4.) hrkTorrent :- This one I've never tested but seems its pretty popular among Gentoo users. People at #gentoo IRC channel suggested me this. Couldn't try but they say its pretty powerfull and have features similar to rtorrent like DHT, ipFilter, Peer Exchange etc etc.


Just a little review of clients I've used.
Verdict : I will choose Transmission over rtorrent. (Its more geeky  )


----------



## j1n M@tt (Jul 27, 2008)

try *Deluge* man....


----------



## FilledVoid (Jul 27, 2008)

I think he already knows that but hes just trying out the CLI way .


----------



## mastana (Jul 27, 2008)

hmm... cli torrent clients ? interesting ~!


----------



## nitish_mythology (Jul 27, 2008)

Me using GUI Transmission..Will surely give the CLI a try,..

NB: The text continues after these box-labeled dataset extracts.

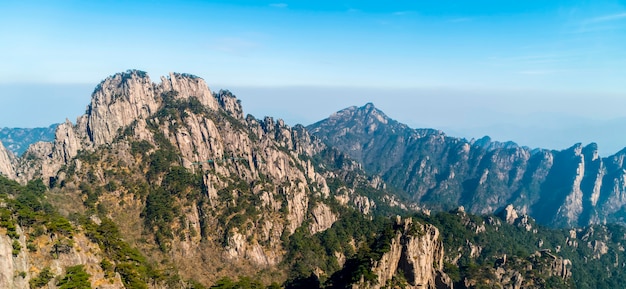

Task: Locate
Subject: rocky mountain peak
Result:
[0,142,15,178]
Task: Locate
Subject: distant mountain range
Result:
[0,124,58,155]
[307,103,626,227]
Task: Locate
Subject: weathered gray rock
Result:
[0,142,15,179]
[353,217,453,289]
[0,226,124,289]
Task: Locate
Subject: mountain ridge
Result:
[307,103,626,226]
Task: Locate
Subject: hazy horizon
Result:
[0,80,626,156]
[0,0,626,155]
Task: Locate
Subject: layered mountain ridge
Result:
[0,70,454,288]
[307,103,626,227]
[0,70,626,288]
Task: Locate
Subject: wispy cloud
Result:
[448,17,472,23]
[270,3,289,8]
[211,37,261,54]
[392,10,413,16]
[518,69,562,75]
[583,12,626,24]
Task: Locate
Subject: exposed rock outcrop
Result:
[307,104,626,227]
[0,141,15,178]
[0,226,124,289]
[353,217,453,289]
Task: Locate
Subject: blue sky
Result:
[0,0,626,153]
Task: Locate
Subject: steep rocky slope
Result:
[0,71,626,288]
[0,142,15,178]
[0,71,403,286]
[0,124,57,156]
[307,104,626,226]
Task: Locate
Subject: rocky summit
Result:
[307,103,626,227]
[0,70,626,288]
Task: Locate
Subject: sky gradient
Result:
[0,0,626,153]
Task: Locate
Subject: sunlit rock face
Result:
[307,104,626,227]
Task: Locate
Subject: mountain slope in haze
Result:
[0,124,58,156]
[4,70,445,288]
[0,70,626,289]
[307,104,626,227]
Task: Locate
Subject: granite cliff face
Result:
[307,104,626,226]
[7,71,404,284]
[352,217,453,289]
[0,124,58,156]
[0,226,124,289]
[0,141,15,178]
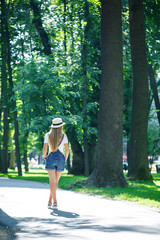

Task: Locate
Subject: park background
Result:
[0,0,160,204]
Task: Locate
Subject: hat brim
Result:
[51,122,66,128]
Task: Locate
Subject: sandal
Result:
[48,201,52,209]
[53,202,58,209]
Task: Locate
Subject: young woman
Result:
[43,118,69,209]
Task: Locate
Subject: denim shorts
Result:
[45,149,65,172]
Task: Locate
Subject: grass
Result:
[0,169,160,209]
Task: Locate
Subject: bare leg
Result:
[48,170,62,202]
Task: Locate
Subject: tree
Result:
[128,0,151,180]
[88,0,126,187]
[1,0,9,173]
[30,0,52,55]
[5,2,22,176]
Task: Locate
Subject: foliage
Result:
[0,169,160,209]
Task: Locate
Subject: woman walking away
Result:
[43,118,69,209]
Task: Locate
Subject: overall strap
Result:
[58,133,64,147]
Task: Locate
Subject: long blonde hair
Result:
[48,127,62,152]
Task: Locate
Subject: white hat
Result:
[51,118,66,128]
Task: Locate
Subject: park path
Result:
[0,178,160,240]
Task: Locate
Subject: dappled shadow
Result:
[0,209,17,240]
[0,177,48,189]
[10,215,160,238]
[51,209,79,218]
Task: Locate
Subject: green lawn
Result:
[0,169,160,209]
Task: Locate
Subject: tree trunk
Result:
[63,0,67,67]
[148,64,160,126]
[21,39,29,172]
[128,0,151,180]
[6,7,22,176]
[1,0,9,173]
[88,0,127,187]
[30,0,52,55]
[82,0,89,176]
[66,127,84,175]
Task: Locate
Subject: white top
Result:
[44,133,68,153]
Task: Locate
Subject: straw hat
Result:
[51,118,66,128]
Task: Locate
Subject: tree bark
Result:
[128,0,151,180]
[148,64,160,126]
[6,7,22,176]
[82,0,89,176]
[66,126,84,175]
[63,0,67,67]
[88,0,127,187]
[1,0,9,173]
[30,0,52,55]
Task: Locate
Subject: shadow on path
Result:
[51,209,79,218]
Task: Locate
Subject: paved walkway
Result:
[0,178,160,240]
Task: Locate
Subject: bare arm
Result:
[64,143,69,161]
[43,143,48,160]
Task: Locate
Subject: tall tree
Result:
[88,0,126,187]
[30,0,52,55]
[1,0,9,173]
[128,0,151,180]
[5,3,22,176]
[148,64,160,126]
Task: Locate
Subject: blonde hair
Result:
[48,127,62,152]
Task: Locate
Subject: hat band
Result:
[53,122,63,126]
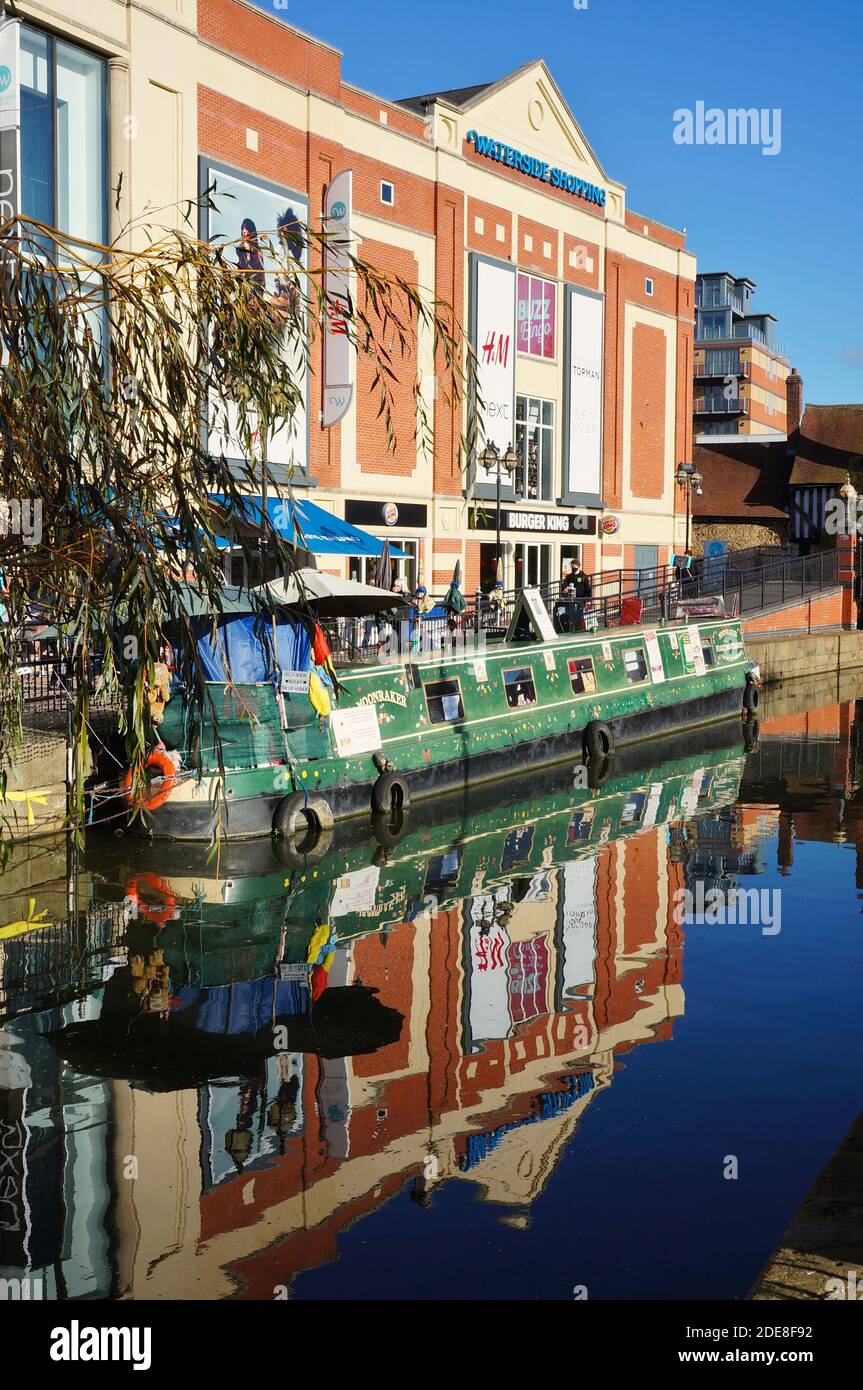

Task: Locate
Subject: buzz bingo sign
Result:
[0,19,21,222]
[321,170,356,430]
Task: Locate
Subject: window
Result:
[503,666,536,709]
[347,534,420,594]
[513,396,554,502]
[516,271,557,359]
[624,646,648,685]
[425,680,464,724]
[698,313,731,339]
[21,25,107,254]
[516,541,552,589]
[570,656,596,695]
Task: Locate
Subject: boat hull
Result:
[131,684,742,841]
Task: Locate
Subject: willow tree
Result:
[0,195,470,817]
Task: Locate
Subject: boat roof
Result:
[339,614,739,681]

Btw There is a CLI based web-browser,cant recall the name though... anyone??


----------



## Faun (Jul 27, 2008)

Lynx - the spiders see your webpage as it is rendered in lynx
mp3blaster - a ncurses based audio player

@Quiz_Master
thats quite an effort  appreciate


----------



## mehulved (Jul 27, 2008)

lynx, elinks, links,netrik,w3m to name a few.


----------



## Quiz_Master (Jul 27, 2008)

Lynx is |337.  I used lynx for whole 3 days last month when I exceeded my bandwidth usage.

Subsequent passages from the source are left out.